GEN.edu

March 4, 2011
4 min read

who is GEN.edu?

GEN.edu is a niche sub-group of GEN-Y. The term ‘GEN.edu’ stems from the fact that these individuals were in college during 2005, when facebook was created and only those with an approved collegiate ‘.edu’ email address were allowed to register and take part in the user experience. GEN.edu plays a role in making digital targeted-marketing decisions.

Typically early adapters, GEN.edu is comprised of early users of AOL instant messenger, chat rooms, and were some of the first to fully-adopt these styles of communication from a young age. Many members of GEN.edu use social-sites and chat as their primary mediums of communication.

why does this matter?

As the world population becomes more digital, people become more active in networks, and networks become more interconnected with other networks, then populations will be ‘forced’ to use social-networks more often – the more they use, the more their concept of ‘netiquette’ will develop.

As a marketer and/or strategist, you’re trying to better understand the layout of the social-web, the users, and how your brand fits into the users’ behaviors. A users’ concept of netiquette will affect the way they act/behave online. As a user’s sense of netiquette develops, the user will become more aware of who will see their social actions and how their actions will be perceived. These factors will impact your advertising-strategies and monetization-plans.

Some questions arise: Who will lead the way in online behavior? Which demographic will be the demographic-to-watch for future behavioral-trends? What is the cycle of online-behavior? Do they follow one pattern?

here’s where GEN.edu fits in

GEN.edu and social media (specifically Facebook) have essentially grown-up together. Given the timeline of events in this graphic, it’s fair to say that members of GEN.edu have first-hand experience with the negative effects of a growing social network, and therefore have a slightly more developed sense of netiquette. Don’t get me wrong, more developed does not mean more important.

What’s so different about the time, when facebook started?

This was a time, when privacy preferences weren’t normal/needed and encountering a private-profile invoked a response similar to_ ‘who do you think you are?!’._ When facebook didn’t advertise anything on the site; before newsfeed existed (that day was aweful!). Before moms, dads, aunts, and uncles were using facebook. Before employers were looking at digital foot-prints.

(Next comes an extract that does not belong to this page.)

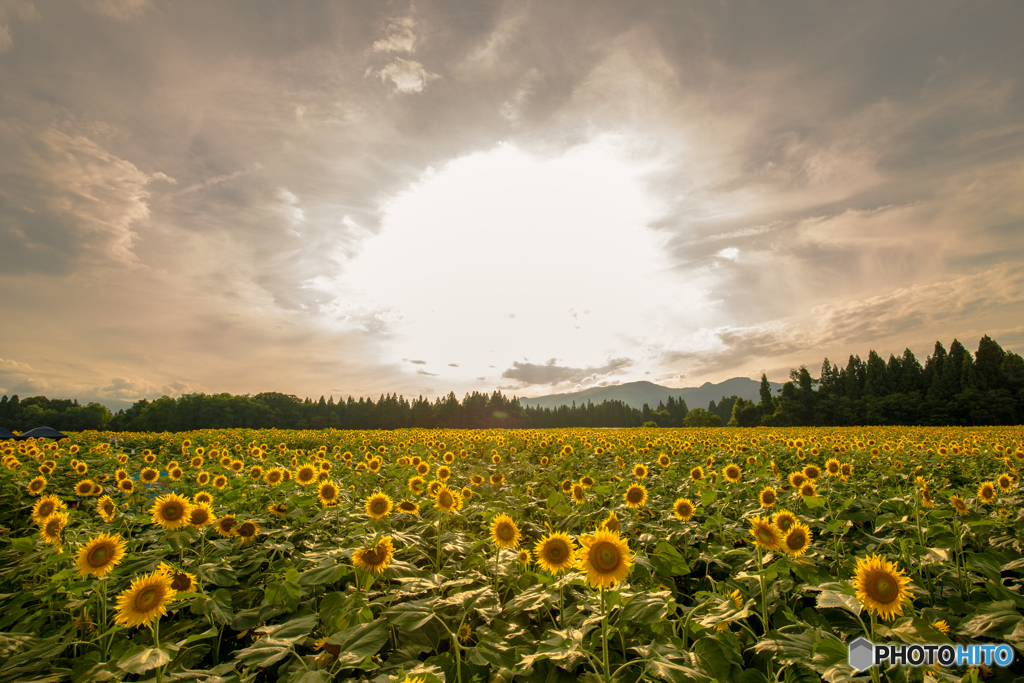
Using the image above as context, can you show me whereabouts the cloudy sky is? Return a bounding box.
[0,0,1024,409]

facebook is the social-network that GEN.edu (and others) protects very carefully. GEN.edu has a lot of content on there; a lot of content from our undergrad years, a time when we didn’t think facebook would ever become what it is today. We have some social-beverage photos on there (innocent photos, but not quite for the public). GEN.edu has made comments all over walls and in groups and created groups with names that were never meant to be seen by anyone but our close friends… many of these things we privatized or removed after facebook became more public and open.

Did you know that facebook stores every message you have ever sent? Unlike Google, they don’t throw it away. GEN.edu used facebook messages instead of email for all types of communication. We had ‘.edu’ email addresses and didn’t want our universities to see all of our communication and nobody thought facebook would ever be more than silly computer program. Why would facebook want to read messages between me and my close friends? What can facebook gain from data-mining my messages? The mention of a brand, a product, an event, anything that will help facebook to better understand who the user is and what interests that user, so facebook can target ads. Cheap move facebook. I thought we had a only me and my friends deal.

Beyond facebook. ‘thank you, I’m tired of hearing about facebook’

In an effort to expand on this concept, I’ll be ranting about behavioral trends on linkedin, twitter, delicious bookmarks, blogs (wordpress, tumblr, blogger, etc.), and even aol(RIP) and a concept I like to call ‘pushy netiquette’ (the social push of content and the over-push of content: newsfeed spam.

Some questions to explore:

  • How have the networks changed? Have they changed for the better? Why? why not? Better for whom?
  • How have the ‘innovations’ and ‘mass-adoption’ changed the way that use our various networks?
  • How do GEN.edu’s views and use of networks contrast other-users from different demographics?
  • Will GEN.edu eventually behave more like another group of users? Is there a cycle to way we use these networks? Who started this cycle? How will different GENs move through the cycle?